Friday, November 21, 2008

The Lemming Theory of History

I think that conspiracy theory, in the sense of world events being secretly controlled by small groups of people, is similar in principle to the old-fashioned ‘great man’ view of history, which Tolstoy attempted to discredit in his novel War and Peace. According to this theory, history is largely shaped by great men like Napoleon: “highly influential individuals who, due to either their personal charisma, intelligence and wisdom or Machiavellianism, used power in a way that had a decisive historical impact.”

Tolstoy’s most effective presentation of his case was in describing the nature of battles, of which he had first hand experience. What we might learn in a history book is Napoleon’s brilliant victory at such-and-such a battle, brought about by the orders he gave. What Tolstoy points out in detail is the huge disparity between the orders that were given, and the course of events on the ground. The outcome of the battle, in other words, had nothing to do with the orders given by the ‘great man’. The victorious Russian general Kutuzov in War and Peace goes to sleep in his tent during a battle, having the wisdom to know that any orders he gives won’t make any difference.

It’s not that ‘great men’, or small powerful groups of people, do not make a difference. They can, if they seize the moment. But it is soon gone in the wider current of forces that shape society. In the last analysis, I think it is this wider current, the collective will of society, that has the most power.

Barack Obama may make a difference to America. But he is in the position he is in because there is a collective longing for certain types of change that he has been able to respond to and articulate. There have always been leaders and influential groups of people. Sometimes they are able to rise above the collective and shape it, for better or for worse, at least for a while. But they are like temporary islands in an ocean.

The ongoing world financial crisis, and plunge into recession, is a good example of the unconscious collective having the upper hand. A huge force has swept through the world, and gone are our usual illusions that anyone is in control. The notion that somehow a few people engineered this is risible. It has been a wonderful and instructive example of the ultimate power of blind collective forces. These forces haven’t come out of nowhere. They have been building for years through the reckless, herd-like actions of the banking system, the politicians who are supposed to regulate it, and the millions of people who have borrowed far more than they should have. It’s very hard to point a finger at particular groups of people and blame them. It’s human nature at a collective level that has brought it about.

Hence my title ‘The Lemming Theory of History’, which remarkably doesn’t produce any results on Google. The lemmings go over the cliff because all the other lemmings are, and they are being pushed on from behind. Even if you have been financially prudent over the last decade, you are still having to go over the cliff, you are still being affected by the recession.

So individuals, or even, if you want, secret conspiring groups can make a difference for a period, even for decades, while the currents are with them.
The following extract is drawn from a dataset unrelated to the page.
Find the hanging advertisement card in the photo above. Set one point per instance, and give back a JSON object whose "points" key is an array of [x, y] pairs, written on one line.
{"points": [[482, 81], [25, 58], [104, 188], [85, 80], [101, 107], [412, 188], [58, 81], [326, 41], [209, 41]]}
But the bigger trends are fundamentally collectively determined.

This view ties in with society seen as a chart in mundane astrology. Yes, the inner planets are there: there is the Sun as the leader, the Moon as the people, Mars is the army and the violent gangsters, Venus is the women, Jupiter the gamblers and empire builders and so on. But then you have the outer planets, Uranus, Neptune and Pluto. We know from our own individual lives that we cannot control these planets when they are active, we can only do our best to co-operate and to remain conscious. These planets carry the deeper themes of our lives, as well as ushering in the new phases, the big transformations. Living with outer planets can be hard enough for us as individuals, with our capacity to make choices. So how much harder it is for a collective, where choice-making and consciousness are much more problematic, to live consciously with these planets.

It is therefore entirely in keeping with the astrological view of the outer planets to see society as fundamentally, and largely unconsciously, in the grip of collective forces, with the odd moment of inner planet consciousness here and there. The Lemming Theory of History! Yes there are great men and women, and yes there are conspiracies/cabals, but they are small fry in the bigger sweep of things.

With Uranus moving in to square Pluto over the next few years, we are at the beginning of one of those great collective transformations that we see from time to time. The last was Uranus conjunct Neptune in the early 90s. Despite his best efforts, the leader of the USSR at the time, Gorbachev, was completely powerless in the face of the collective forces that tore apart the Russian Empire, with a speed and ferocity that surprised everyone. These moments when outer planets join up and completely take over do not come from nowhere: they are like underground rivers meeting and bursting through to the surface, sweeping through towns and villages. They were there all the time, quietly growing in strength and carrying the collective with them, which in its hubris thinks it controls events.

By the way, what keeps me on these sort of themes is living in Glastonbury, UK. For many people here, it is a common sense fact that any major world event has been deliberately and secretly engineered. They are not clear about who or what or how. But that’s not the point. The point, I think, is to avoid engagement with reality, while retaining a sense of superiority to it.